Sheep's wool is often thrown away during spring shearing or stored in barns to be forgotten for ages. Farmers have trouble finding a market for it, especially since the wool needs to be thoroughly cleaned before being marketable, which can be a time-consuming process without the right infrastructure.

Two companies, Oregon Shepherd (West Coast, US) and Black Mountain (East Coast, US) have managed to capitalize on this abundance of cheap wool, which happens to have very good qualities for use as an insulation. Wool has an R value of 4-per-inch and it can also absorb and breakdown indoor air pollutants such as formaldehyde, nitrogen dioxide, and sulfur dioxide.

For better or worse, Oregon Shepherd's loose fill and batts are not simply raw wool. It is treated to "enhance [the] wool's inherent fire-retardant properties" with Boric Acid 1.6% and Sodium pentaborate decahydrate 6.4%. The company also uses a proprietary formulation using a natural protein (probably Casein SL) to covalently bond the borate compound to the wool fibers (see Sheep Insulation Comes to America).

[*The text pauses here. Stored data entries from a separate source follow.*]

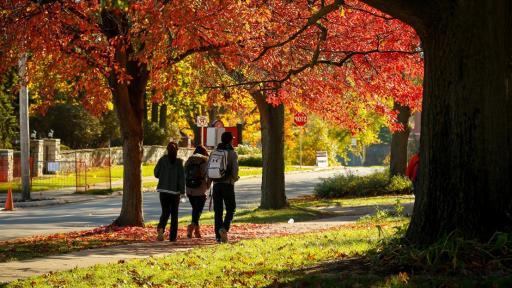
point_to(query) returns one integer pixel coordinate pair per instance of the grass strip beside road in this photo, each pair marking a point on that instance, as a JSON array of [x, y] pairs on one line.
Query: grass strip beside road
[[249, 263], [315, 202]]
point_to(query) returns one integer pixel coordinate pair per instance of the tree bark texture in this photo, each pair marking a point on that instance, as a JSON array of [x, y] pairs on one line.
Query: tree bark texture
[[465, 147], [129, 103], [272, 139], [399, 141]]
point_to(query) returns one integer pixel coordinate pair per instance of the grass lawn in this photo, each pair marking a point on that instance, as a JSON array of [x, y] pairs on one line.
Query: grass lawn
[[249, 263], [314, 202], [62, 243]]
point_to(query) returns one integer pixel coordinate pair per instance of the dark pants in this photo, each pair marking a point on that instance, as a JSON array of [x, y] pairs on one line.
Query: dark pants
[[223, 193], [170, 204], [197, 203]]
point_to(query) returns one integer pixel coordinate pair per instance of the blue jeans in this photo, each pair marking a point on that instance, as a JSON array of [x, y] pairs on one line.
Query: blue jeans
[[170, 204], [197, 203], [223, 193]]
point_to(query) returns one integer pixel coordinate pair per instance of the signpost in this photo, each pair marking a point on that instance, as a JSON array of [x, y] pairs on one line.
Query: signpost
[[202, 121], [24, 134], [300, 120]]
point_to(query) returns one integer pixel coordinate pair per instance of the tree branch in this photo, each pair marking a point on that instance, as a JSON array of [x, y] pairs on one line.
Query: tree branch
[[413, 12], [311, 21]]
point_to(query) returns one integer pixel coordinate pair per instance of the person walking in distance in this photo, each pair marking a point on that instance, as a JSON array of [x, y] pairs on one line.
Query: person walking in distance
[[197, 183], [223, 170], [171, 185]]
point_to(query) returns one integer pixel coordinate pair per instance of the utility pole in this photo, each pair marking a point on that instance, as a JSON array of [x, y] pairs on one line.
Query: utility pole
[[24, 130]]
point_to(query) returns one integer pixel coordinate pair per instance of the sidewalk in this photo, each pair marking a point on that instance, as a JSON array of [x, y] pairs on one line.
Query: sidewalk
[[11, 271], [68, 195]]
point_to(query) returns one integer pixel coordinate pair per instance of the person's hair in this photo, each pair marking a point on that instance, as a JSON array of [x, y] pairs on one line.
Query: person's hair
[[226, 137], [172, 151], [201, 150]]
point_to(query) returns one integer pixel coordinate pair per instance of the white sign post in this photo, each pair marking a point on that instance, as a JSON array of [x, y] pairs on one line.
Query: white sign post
[[300, 119], [202, 121], [321, 159]]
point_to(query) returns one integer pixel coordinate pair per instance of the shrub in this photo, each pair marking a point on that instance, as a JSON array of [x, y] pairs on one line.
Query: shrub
[[250, 160], [350, 185]]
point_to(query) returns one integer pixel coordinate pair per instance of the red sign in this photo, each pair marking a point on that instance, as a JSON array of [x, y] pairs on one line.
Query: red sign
[[300, 118]]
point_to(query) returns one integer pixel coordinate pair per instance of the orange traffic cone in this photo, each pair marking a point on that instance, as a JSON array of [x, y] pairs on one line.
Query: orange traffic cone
[[9, 203]]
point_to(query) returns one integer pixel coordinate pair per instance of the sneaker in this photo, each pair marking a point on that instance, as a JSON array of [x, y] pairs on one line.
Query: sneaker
[[197, 231], [223, 235], [160, 236], [190, 229]]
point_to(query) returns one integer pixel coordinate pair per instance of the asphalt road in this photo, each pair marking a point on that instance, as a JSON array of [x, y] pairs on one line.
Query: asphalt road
[[84, 215]]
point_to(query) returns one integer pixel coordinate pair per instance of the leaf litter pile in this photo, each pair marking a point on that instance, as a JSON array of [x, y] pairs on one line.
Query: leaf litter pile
[[105, 236]]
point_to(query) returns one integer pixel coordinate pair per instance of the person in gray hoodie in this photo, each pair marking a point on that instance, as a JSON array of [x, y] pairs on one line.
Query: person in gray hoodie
[[197, 184], [171, 185]]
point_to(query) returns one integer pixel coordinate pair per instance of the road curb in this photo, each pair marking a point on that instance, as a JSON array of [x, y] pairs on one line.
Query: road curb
[[74, 198]]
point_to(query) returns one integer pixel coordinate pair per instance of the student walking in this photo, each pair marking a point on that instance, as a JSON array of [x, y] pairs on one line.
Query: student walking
[[197, 184], [171, 185], [223, 170]]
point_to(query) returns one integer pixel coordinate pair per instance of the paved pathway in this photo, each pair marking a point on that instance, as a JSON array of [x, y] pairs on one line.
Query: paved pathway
[[85, 215], [11, 271]]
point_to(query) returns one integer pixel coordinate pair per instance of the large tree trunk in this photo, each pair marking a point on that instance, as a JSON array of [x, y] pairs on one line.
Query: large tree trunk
[[129, 103], [399, 141], [466, 156], [272, 139]]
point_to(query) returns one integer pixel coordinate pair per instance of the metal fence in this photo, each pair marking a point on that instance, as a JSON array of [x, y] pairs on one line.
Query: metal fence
[[71, 176]]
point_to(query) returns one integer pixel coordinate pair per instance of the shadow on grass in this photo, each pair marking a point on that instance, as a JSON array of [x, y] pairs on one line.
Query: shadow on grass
[[359, 272], [450, 262]]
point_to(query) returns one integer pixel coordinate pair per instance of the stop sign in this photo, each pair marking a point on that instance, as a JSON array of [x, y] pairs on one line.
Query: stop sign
[[300, 118]]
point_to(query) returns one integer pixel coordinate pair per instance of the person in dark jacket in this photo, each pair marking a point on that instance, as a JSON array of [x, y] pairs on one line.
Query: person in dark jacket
[[197, 193], [224, 190], [171, 185]]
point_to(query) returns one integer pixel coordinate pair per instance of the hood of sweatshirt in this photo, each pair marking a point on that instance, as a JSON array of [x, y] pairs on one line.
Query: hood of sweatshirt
[[197, 158]]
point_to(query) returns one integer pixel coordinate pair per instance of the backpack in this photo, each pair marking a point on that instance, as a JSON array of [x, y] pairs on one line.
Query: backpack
[[193, 175], [217, 164]]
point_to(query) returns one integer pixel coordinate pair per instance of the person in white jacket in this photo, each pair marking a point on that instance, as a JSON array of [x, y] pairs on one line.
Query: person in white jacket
[[197, 185]]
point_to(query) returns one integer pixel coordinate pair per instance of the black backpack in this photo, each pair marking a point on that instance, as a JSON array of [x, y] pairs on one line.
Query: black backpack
[[193, 175]]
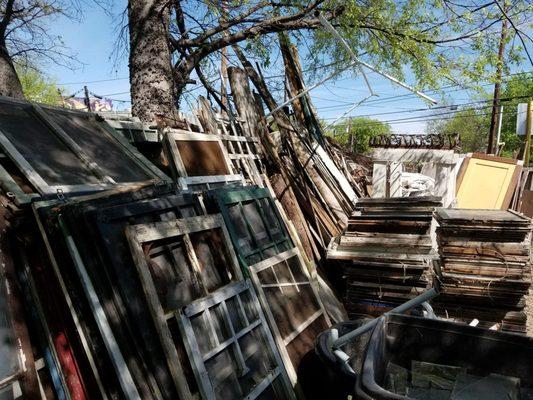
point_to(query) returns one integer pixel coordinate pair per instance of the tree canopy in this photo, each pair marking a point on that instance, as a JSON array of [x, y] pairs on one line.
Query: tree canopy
[[37, 87], [473, 123]]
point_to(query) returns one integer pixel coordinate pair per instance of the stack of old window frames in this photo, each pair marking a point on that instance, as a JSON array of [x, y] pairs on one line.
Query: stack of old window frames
[[100, 315], [180, 261], [244, 151], [50, 151], [267, 254], [199, 161], [177, 258]]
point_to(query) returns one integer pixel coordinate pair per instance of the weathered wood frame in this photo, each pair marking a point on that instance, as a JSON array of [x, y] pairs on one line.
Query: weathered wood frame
[[231, 197], [123, 373], [198, 359], [64, 291], [41, 185], [142, 233], [284, 342], [178, 169]]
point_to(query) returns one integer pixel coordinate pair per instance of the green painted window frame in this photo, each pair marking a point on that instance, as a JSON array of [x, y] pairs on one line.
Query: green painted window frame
[[226, 198]]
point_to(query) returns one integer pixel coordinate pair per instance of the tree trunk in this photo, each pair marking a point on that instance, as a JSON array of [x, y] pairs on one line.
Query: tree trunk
[[9, 81], [151, 78]]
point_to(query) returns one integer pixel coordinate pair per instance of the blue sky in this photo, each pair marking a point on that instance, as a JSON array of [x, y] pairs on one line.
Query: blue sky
[[93, 38]]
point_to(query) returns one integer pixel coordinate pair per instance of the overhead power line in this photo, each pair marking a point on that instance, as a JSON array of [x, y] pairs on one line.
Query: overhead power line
[[425, 118]]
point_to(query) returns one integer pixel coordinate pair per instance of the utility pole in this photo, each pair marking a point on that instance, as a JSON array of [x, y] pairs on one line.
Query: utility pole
[[529, 126], [87, 100], [492, 146]]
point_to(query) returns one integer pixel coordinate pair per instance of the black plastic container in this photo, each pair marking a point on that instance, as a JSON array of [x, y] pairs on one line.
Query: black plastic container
[[402, 339]]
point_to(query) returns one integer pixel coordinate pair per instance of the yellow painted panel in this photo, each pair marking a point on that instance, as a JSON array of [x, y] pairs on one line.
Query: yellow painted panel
[[485, 184]]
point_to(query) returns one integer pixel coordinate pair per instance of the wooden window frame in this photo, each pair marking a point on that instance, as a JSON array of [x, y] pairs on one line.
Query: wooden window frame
[[180, 174], [198, 359], [229, 197], [39, 182], [284, 342], [142, 233]]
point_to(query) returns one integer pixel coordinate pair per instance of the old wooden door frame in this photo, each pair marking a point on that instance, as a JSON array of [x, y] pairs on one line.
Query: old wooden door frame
[[142, 233], [284, 342], [198, 359]]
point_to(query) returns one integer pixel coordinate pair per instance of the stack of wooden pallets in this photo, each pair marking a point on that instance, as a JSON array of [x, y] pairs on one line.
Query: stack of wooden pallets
[[485, 268], [386, 252]]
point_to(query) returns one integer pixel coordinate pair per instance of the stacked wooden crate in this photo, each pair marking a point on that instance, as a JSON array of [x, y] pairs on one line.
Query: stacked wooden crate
[[485, 268], [386, 252]]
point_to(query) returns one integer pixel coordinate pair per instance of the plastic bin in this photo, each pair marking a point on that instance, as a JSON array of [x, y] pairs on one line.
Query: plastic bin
[[491, 357], [331, 378]]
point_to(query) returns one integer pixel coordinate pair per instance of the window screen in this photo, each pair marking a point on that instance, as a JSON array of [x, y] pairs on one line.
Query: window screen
[[202, 158], [99, 146], [41, 148], [254, 223]]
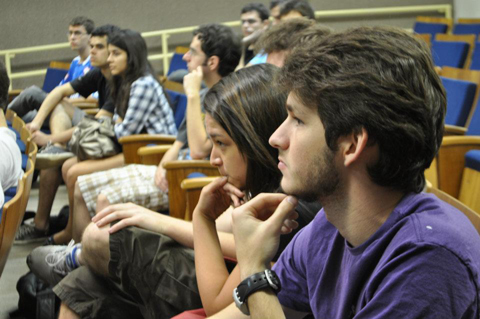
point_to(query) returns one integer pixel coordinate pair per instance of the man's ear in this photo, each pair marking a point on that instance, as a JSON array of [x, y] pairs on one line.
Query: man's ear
[[353, 145], [213, 63]]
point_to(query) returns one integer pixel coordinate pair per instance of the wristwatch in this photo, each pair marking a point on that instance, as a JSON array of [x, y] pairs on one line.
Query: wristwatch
[[258, 281]]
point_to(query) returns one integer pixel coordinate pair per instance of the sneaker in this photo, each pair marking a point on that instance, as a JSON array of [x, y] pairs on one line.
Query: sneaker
[[27, 234], [52, 263], [51, 156]]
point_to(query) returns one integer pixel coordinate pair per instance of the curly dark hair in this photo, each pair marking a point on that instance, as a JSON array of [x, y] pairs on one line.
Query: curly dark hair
[[220, 40], [380, 79]]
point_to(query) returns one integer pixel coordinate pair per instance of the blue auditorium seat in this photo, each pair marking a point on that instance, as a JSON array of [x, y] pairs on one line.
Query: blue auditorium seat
[[460, 98], [431, 28], [449, 53]]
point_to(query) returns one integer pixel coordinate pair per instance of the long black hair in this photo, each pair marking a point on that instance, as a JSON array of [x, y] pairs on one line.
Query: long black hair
[[250, 109], [137, 66]]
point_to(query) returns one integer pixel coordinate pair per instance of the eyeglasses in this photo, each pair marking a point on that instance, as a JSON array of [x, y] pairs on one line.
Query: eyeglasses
[[250, 21], [75, 33]]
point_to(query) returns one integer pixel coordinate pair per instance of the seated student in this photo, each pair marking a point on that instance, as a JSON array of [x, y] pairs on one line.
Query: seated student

Black Mountain's wool contains 4% recycled polyester and is also treated with 4% borate. 

How harmful, if at all, is Boric acid and Sodium pentaborate decahydrate in those concentrations? I don't know. Here is a "fact sheet" on Boric acid that might be helpful: Boric acid. At very diluted concentrations, Boric acid has been used as an eye wash and for other home remedies, but then again, so has bleach and mercury. Like all medicines, it seems that dosage is the key factor. I haven't been able to find helpful information on Sodium pentaborate decahydrate, but I have seen it listed as a herbicide.

Another wool option is to track down local or regional ranches that pasture sheep and see if you can buy it direct. Stop in at the local yarn shop and talk to the people in there. If you get raw wool, it should be washed thoroughly.

Bonded Logic's Ultratouch Denim insulation. These batts are made of 85% recycled denim mixed with 10% Boric acid, Ammonium Sulfate and a "binding fiber" (5%) called polyolefin. Also contained in the insulation are the chemicals that were in the blue jeans, such as dyes and pesticides.

R value is about 3.5. Ultratouch can be found at Home Depot and other stores like it.

AirKrete is a cement-based insulation product and supposedly entirely inert and non-toxic. The primary component is magnesium oxide (MgO). Air Krete is created with the addition of a tiny bit of ceramic talc, water and a "foaming agent." Once it's ready for use, Air Krete looks like shaving cream. It is sprayed into walls, much like many modern foaming insulations, and also like them, can be quite messy to work with. In fact, Air Krete is typically installed by specialists. Once it's properly installed and dry, Air Krete shouldn't expand or shrink, unlike other spray-in-place insulations. Air Krete dries to a rigid foam, trapping its many millions of air bubbles inside.

Unfortunately, AirKrete has few installers across the country and none in California. AirKrete's insulation value is R-3.9-per-inch. See the MSDS.


Rice hulls is a very promising insulation option. Here is an overview of its properties and testing results: The Rice Hull House.

Hemp insulation is another interesting option, but it's only available in Canada and Europe. See Thermo-Hemp by Ecological Building Systems.

Perlite and Vermiculite have also been used as insulations, usually as masonry fill.

This company is in the testing phase of an insulation made from mushroom mycelium.